An epidemiological study in wild carnivores from Spanish Mediterranean ecosystems reveals association between Leishmania infantum, Babesia spp. and Hepatozoon spp. infection and new hosts for Hepatozoon martis, Hepatozoon canis and Sarcocystis spp.
Transboundary and Emerging Diseases
The aetiology and epidemiology of vector borne apicomplexan Babesia and Hepatozoon and kinetoplastid Leishmania infantum infections in wildlife have not been explored in wide areas of southern Spain. We investigated these infections in 151 wild carnivores including foxes, badgers, beech martens, hedgehogs, wild cats, Egyptian mongooses, otters, genets, and racoons.

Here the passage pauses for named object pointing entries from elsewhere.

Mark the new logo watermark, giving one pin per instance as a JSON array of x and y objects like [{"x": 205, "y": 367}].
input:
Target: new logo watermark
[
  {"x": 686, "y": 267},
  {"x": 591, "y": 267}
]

Overall, Hepatozoon, Babesia and L. infantum infections were detected in 68%, 48% and 23% of the wild animals surveyed, respectively. L. infantum-infected wildlife were more likely to be also infected with the apicomplexan Hepatozoon and Babesia spp. compared to the non-infected counterparts (p<0.05). We report for the first time Hepatozoon martis in badgers and wild cats and H. canis in beech martens, and a Babesia sp. in wild cats from Spain. Our results also indicate widespread distribution of H. canis in foxes (91%) and beech martens (13%), H. martis in beech martens (81%), wild cats (20%) and badgers (13%), H. felis in wild cats (60%), B. vulpes in foxes (64%), Babesia sp. type A closely related to B. vulpes, in badgers (58%), and Babesia sp. in wild cats (20%). Moreover, L. infantum infection was found in foxes (29%), beech martens (13%), badgers (8%) and 1/3 Egyptian mongooses. We also detected Cytauxzoon sp. in a wild cat and the first Sarcocystis sp. in a genet. This study provided evidence of increased risk of L. infantum infection in wildlife animals co-infected with Babesia spp. or Hepatozoon spp. and indicated that these infections are widespread in wild carnivores from Spanish Mediterranean ecosystems.